Book Review - Deeply Odd by Dean Koontz
Dean Koontz novels used to be a sure bet for me. However, the last few novels have been uneven in terms of enjoyment. The only ones that have been on the "must read immediately" list are the ones in the Odd Thomas series. The latest, Deeply Odd, gets back to the Koontz style that originally drew me to his work. Interesting story, quirky characters, and the supernatural struggle between good and evil. This was a fun read...
Odd Thomas is once again stepping into the middle of a life and death struggle that he can't seem to avoid. He doesn't know what it is, where it will happen, or when it will occur, but he knows that there's nothing he can do except accept his role in it and try to prevail. He heads into the nearby town where he lives, and there he finds a flamboyant cowboy trucker who seems intent on putting a few bullets in Oddie. What's strange is that no one else seems to notice the trucker when shots are being fired. Oddie foresees a horrible death for three children at the hands of the trucker, and he feels compelled to follow and stop whatever is about to happen. He hooks up with an old lady who is just as quirky and mysterious as he is, and together they set off to walk a thin line between two worlds of good and evil.
Koontz has a talent for writing great character dialog. He uses the Odd Thomas character to perfection when it comes to verbal interactions between both the living and the dead. I got a kick out of a conversational hook he used throughout the book.

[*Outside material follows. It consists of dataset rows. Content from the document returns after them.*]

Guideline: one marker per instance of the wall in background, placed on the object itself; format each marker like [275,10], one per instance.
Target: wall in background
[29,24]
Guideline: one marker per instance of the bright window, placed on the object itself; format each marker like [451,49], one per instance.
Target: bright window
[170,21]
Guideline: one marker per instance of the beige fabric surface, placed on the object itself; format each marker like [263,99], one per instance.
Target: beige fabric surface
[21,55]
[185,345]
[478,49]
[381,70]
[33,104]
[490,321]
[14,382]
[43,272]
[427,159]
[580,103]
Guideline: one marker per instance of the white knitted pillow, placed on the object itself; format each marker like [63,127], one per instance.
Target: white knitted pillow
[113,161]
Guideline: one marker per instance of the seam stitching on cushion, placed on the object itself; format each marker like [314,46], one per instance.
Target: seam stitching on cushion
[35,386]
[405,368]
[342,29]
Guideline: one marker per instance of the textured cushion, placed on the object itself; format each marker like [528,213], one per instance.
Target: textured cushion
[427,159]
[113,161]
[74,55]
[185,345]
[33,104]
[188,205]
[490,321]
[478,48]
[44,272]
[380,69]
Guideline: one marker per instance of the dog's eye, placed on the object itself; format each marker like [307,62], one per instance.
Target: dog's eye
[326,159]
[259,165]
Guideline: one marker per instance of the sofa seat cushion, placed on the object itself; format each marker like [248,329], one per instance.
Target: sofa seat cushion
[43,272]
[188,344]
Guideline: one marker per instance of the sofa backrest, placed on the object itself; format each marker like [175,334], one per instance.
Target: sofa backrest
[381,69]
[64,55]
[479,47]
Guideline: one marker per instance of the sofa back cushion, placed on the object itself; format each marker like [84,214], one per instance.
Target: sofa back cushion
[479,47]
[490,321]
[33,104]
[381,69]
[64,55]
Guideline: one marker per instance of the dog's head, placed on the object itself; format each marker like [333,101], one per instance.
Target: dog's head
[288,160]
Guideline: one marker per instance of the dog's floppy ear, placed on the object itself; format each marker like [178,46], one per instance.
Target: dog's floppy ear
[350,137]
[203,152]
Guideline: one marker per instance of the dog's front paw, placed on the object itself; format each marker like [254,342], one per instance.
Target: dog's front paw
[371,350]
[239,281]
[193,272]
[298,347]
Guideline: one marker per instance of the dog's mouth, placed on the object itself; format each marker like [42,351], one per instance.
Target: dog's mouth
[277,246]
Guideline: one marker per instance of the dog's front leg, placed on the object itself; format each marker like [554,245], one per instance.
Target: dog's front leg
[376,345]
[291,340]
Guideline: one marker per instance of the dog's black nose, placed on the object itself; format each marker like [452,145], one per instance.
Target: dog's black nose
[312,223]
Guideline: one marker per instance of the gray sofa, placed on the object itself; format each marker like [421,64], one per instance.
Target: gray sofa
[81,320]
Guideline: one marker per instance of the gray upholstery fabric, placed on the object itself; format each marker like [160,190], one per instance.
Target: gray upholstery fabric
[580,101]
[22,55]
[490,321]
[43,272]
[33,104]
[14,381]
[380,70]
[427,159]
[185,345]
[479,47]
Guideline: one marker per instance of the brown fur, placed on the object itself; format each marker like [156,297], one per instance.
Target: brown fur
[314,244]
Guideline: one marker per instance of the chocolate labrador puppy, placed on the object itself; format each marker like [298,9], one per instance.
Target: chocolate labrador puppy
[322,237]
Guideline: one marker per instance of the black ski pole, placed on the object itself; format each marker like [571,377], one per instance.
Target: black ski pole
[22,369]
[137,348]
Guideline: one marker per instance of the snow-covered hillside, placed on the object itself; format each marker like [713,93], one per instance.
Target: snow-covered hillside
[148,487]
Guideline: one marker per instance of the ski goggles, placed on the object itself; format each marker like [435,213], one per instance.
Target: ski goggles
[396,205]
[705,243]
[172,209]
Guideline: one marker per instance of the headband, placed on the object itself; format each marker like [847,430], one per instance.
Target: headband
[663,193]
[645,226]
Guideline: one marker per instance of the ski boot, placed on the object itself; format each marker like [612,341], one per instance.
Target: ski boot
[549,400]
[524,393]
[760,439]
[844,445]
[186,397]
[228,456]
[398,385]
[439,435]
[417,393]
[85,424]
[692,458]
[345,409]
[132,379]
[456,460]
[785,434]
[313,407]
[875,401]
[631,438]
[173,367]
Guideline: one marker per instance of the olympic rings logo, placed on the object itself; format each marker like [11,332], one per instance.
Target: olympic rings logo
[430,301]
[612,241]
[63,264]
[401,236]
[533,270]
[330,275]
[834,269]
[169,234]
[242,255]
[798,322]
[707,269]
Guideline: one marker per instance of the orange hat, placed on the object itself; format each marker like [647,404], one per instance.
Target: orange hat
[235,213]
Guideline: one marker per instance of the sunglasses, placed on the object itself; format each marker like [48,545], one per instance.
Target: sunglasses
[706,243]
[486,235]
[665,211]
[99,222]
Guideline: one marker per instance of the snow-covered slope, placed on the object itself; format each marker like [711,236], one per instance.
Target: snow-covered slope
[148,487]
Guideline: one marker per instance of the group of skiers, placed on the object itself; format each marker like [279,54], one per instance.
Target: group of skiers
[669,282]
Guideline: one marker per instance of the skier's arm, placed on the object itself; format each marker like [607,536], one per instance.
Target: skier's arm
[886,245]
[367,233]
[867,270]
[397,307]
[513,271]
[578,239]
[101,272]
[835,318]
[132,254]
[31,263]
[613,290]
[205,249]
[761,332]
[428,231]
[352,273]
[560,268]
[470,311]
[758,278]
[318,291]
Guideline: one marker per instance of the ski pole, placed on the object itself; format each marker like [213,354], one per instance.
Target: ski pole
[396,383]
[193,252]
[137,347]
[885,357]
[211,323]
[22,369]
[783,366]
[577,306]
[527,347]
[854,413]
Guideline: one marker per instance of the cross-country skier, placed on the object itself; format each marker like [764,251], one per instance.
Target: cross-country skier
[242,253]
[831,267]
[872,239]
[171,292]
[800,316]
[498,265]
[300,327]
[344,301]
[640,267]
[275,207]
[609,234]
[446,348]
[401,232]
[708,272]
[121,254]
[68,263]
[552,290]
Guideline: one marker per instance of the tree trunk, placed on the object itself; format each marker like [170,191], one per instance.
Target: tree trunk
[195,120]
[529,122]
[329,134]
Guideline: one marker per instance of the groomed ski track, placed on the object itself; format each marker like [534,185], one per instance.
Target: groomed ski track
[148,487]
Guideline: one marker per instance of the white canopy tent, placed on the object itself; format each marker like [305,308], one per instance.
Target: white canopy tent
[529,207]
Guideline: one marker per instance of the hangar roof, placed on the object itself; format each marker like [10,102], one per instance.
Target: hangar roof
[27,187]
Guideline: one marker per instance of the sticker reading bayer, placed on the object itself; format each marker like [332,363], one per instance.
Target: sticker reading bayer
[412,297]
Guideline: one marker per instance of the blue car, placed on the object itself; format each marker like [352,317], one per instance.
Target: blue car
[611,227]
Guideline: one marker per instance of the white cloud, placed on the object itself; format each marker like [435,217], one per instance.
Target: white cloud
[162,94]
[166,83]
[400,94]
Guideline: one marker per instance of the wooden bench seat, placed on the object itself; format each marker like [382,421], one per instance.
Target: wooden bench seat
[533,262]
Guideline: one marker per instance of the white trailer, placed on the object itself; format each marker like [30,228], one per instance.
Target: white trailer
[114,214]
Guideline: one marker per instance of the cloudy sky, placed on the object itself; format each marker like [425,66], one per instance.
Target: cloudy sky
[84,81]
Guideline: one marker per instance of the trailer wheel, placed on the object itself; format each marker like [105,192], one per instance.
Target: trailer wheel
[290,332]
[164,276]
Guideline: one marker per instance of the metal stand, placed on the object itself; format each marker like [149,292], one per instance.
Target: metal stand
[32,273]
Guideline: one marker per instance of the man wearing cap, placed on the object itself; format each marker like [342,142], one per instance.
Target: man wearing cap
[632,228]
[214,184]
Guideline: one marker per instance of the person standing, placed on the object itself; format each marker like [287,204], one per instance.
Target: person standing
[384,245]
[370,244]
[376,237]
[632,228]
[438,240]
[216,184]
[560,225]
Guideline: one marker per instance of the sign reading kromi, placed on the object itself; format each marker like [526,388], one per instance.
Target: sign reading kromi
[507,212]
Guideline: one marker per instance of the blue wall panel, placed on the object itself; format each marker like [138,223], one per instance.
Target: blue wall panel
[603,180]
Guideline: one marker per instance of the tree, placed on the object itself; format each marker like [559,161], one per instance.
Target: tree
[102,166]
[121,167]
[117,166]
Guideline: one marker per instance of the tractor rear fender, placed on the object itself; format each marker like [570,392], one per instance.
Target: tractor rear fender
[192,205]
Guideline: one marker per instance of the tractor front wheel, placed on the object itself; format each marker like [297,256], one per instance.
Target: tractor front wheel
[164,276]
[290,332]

Whenever he'd talk with someone and use their Mr. or Mrs. name, they'd respond with "Call me ...", using whatever their first name was. The answer from Oddie was always "Yes, ma'am" or "Yes, sir", and he'd continue with the Mrs. or Mr. It's a small thing, but it's consistent throughout the story, and it adds a touch of humor and depth to the character. It's hard to explain, but it amused me. :)
If you haven't read any of the Odd Thomas series, it's probably best to go back and start at the beginning. It'll add the necessary back story to the main character and his psychic "gift". If you've been keeping up with the series, this is a must-read. It's very good, and Koontz is hitting on all cylinders here.